Pretty sure you’re supposed to press return in order to accept a dropdown suggestion. Tab is for accepting the AI code completion. I disabled completions.
It's because Tab accepts copilot suggestion, you have to press Enter instead to accept the language server suggestion.
This is a company that cannot get "basic file search" working on their OS for 30+ years, I'm hardly holding my breath as they double-down on overcomplexity with even more overcomplexity.

Shout-out to FileLocator Pro as an aside.

Jetbrains Rider is very nice. Especially with ideavim plugin.

And pretty fast these fast these days.

I don’t know what it is but I think commpletion across editors has gotten so much worse. Even PyCharm now routinely completes some hallucinated method or library. Even with AI completions off I feel like it still somehow got dumber since 2023.
There was a time when if you edited documentation in vscode and had copilot on it would complete internal user and project names when it encountered a path on some.random LLM project we were building. I could find people and their projects by just googling the username and contextual keywords.

We all had a lot of laughs with tab auto complete and wondered in anticipation what ridiculous stuff it threw up next.

Don't get me started on powershell!

For one, it's the right arrow key for complete for most things (but tab for others).

But by FAR the worst thing is that often times you'll type a command and try to tab/arrow complete an argument, and the module/dll or whatever is not loaded into memory, and so theres some blocking operation and loads the module which takes 10+ seconds. This happens to me almost every day.

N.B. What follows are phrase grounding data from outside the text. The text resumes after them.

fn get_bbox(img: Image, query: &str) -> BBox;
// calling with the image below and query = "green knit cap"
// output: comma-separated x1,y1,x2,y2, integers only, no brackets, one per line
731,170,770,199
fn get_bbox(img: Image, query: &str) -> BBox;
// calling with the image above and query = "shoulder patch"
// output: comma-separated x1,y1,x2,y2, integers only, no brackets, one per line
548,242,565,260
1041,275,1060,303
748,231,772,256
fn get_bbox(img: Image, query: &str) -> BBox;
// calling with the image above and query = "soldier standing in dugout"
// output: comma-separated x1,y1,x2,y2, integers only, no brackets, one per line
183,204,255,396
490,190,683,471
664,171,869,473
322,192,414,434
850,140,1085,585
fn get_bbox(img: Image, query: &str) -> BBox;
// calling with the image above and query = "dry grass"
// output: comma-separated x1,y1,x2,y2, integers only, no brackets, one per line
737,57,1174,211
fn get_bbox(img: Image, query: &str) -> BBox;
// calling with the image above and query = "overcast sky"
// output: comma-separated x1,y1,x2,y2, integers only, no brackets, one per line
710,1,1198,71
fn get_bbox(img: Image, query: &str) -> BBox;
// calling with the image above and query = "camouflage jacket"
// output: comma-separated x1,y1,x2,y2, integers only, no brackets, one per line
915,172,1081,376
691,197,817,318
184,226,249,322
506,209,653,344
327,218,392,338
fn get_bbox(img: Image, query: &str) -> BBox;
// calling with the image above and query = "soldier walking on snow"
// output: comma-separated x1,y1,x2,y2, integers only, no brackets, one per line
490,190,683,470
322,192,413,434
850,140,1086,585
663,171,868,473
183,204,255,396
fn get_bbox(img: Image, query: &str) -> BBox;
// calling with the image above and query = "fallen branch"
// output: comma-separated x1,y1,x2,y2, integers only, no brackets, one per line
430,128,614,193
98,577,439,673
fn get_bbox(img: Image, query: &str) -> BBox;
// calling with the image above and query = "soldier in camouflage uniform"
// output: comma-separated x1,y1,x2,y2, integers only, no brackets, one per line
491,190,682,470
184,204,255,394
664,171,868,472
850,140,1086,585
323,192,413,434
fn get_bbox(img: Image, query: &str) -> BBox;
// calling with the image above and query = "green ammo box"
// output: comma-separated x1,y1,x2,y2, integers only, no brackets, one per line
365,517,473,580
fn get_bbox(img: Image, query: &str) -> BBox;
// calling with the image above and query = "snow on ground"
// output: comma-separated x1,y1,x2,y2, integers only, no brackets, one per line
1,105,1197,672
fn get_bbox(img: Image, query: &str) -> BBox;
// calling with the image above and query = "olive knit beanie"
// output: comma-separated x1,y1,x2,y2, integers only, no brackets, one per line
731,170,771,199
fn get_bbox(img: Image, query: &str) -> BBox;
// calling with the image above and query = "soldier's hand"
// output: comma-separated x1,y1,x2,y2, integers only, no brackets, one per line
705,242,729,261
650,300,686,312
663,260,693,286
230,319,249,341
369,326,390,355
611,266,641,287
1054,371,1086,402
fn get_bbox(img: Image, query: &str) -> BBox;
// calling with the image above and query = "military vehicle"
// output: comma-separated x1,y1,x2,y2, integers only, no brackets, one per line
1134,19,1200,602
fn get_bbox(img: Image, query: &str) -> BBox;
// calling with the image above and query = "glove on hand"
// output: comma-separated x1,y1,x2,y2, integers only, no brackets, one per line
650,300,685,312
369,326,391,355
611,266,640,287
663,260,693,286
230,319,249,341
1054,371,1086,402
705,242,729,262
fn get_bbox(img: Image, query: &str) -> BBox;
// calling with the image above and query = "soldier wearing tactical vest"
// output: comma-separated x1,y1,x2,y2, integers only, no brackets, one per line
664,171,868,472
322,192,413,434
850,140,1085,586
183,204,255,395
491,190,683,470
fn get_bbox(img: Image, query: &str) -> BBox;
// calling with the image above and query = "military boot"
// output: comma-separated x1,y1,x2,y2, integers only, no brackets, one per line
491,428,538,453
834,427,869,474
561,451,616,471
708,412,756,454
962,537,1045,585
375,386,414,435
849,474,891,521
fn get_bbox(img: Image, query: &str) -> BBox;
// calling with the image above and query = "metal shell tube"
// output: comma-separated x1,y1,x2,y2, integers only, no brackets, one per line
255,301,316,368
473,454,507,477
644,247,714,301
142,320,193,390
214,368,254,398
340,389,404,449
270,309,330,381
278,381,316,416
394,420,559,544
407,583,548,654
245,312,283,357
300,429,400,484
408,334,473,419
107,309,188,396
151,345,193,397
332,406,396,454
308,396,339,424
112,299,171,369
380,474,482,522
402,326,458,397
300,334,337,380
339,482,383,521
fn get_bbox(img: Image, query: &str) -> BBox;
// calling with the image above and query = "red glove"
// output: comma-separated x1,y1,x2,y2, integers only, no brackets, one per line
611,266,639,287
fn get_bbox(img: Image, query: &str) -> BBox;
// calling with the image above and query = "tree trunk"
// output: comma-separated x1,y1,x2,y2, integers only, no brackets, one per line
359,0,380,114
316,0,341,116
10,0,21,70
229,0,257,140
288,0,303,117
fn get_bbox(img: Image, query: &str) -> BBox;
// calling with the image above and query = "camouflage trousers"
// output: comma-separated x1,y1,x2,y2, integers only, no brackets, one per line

I do love powershell otherwise though, after 20+ years in bash, there is actually some things to like about it.

Visual Studio has been doing wacky stuff to me like this when I am trying to start a LINQ statement and type a letter to be the lambda variable like Select(f => … but when I hit ‘f’ it just autocompletes some random model from some .NET api that starts with F that I then have to delete because why would I want FileStreamCombulator right now I’m trying to start a lambda??? and don’t remember it doing this in the past.
Why do people still spend time worrying about M$ stuff…
I switched from Sublime to VSCode years ago and have been fairly happy but the recent AI onslaught in VSCode is making me look at other editors.
> Ivan was born at a very young age, this has made a lot of people very angry and is widely regarded as a bad move.

Lol

Is there a GitHub issue for this?
C# DevKit has been doing this for the last month or so I’ve noticed.

Sometimes it’s fine, sometimes it’s algebra. I know VSCode replaced their autocomplete with copilot but whaaaat?

Change to real Visual Studio for C#. Visual Studio Code is complete garbage in comparison.
I really hate that by default all of these tools perform completion with tab. It makes it very difficult to add indentation. It's not a problem with traditional autocomplete because you either need to already have a character typed before the cursor, or to have manually summoned the completions. But these AI autocompletes will try to generate code on completely empty lines, so you think you're pressing tab to get an indent and instead end up with code you did not want.
Another thing I'd like the team to fix, is to ignore autocomplete for ., -> and other operators in comments, or ignore all autocomplete in comments. VSCode does have the option, but at least for my C code, it only works for // comments, not /* */ ones.
Someone needs to bring back the old "Windows [Aero] Task Force" website from back in the Vista/XP days that listed every minor UI/UX annoyance in Windows.

And Jobs knows we need something like that for macOS and iOS too now.

iOS autocomplete for the longest time was just absolutely insane. It would inject the selected suggested option into the middle of a word when I was correcting a spelling error. Really made me feel like I was doing something weird but I swear I was being normal for once.